Thank you.
The issue we've faced over the past couple of years, in fact, is to increase the number of people working at Passport Canada. If you look at the number of employees we had at the beginning of the decade, in 2001, for instance, we had more or less 1,000 employees working for Passport Canada and issuing passports within service standards. Over the past two years, the demand has increased by 50%. So to a certain extent we have been playing catch-up with that demand; hence, the significant hiring we've done over the past two years.
Of course we hire people on a permanent basis, but because the demand goes up and down, we also need to hire people on a short-term basis. So one of the problems we face is developing pools of workers who can basically work on a seasonal basis instead of being with us over a 12-month period. That has been part of our challenge, to have these people available when we need them. Historically, we needed these people over the winter months—December, January, February, and March—and then the demand would go very, very low and pick up again in October and November, when we would have to rehire a bunch of people to face the surge in demand. So that has been the main challenge over recent years, the ups and downs in demand.

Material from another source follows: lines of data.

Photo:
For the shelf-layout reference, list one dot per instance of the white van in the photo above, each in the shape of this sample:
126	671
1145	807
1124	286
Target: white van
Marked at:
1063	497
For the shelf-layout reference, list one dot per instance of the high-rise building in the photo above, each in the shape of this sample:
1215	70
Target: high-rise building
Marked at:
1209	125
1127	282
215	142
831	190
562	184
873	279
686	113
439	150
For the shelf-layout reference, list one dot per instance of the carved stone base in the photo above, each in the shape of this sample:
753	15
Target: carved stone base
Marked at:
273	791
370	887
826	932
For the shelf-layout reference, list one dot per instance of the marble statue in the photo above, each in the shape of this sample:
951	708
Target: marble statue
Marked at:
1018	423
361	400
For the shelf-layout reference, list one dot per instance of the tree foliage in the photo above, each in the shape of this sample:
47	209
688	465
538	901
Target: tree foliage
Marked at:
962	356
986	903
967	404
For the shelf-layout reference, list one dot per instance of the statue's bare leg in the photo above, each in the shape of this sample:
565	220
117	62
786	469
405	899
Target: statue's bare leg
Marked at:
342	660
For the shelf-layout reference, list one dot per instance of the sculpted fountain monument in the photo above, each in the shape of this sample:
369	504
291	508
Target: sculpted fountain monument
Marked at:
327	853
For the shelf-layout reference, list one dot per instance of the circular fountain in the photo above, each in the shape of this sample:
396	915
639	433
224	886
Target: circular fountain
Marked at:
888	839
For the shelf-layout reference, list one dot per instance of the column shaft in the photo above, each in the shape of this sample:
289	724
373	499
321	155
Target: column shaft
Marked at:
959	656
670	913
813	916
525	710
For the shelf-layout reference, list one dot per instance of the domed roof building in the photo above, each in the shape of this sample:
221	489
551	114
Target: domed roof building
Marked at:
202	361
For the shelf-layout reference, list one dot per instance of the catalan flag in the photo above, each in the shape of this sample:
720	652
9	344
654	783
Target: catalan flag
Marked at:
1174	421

The second thing is that when we hire indeterminate employees to become passport officers, this is where training starts to cost a significant amount of money, because the employees are trained over a ten-week period at our training centre, and then we put them in our offices, where they're supervised, and so on and so forth.
If we were to lose these people at a high rate, of course, that would mean a significant loss from a financial standpoint, but also from a human resources standpoint.
But over recent years our main challenge has been the ups and downs of demand and how we can manage that. I say this because most of our processes are still manually driven, so our business is highly labour intensive right now.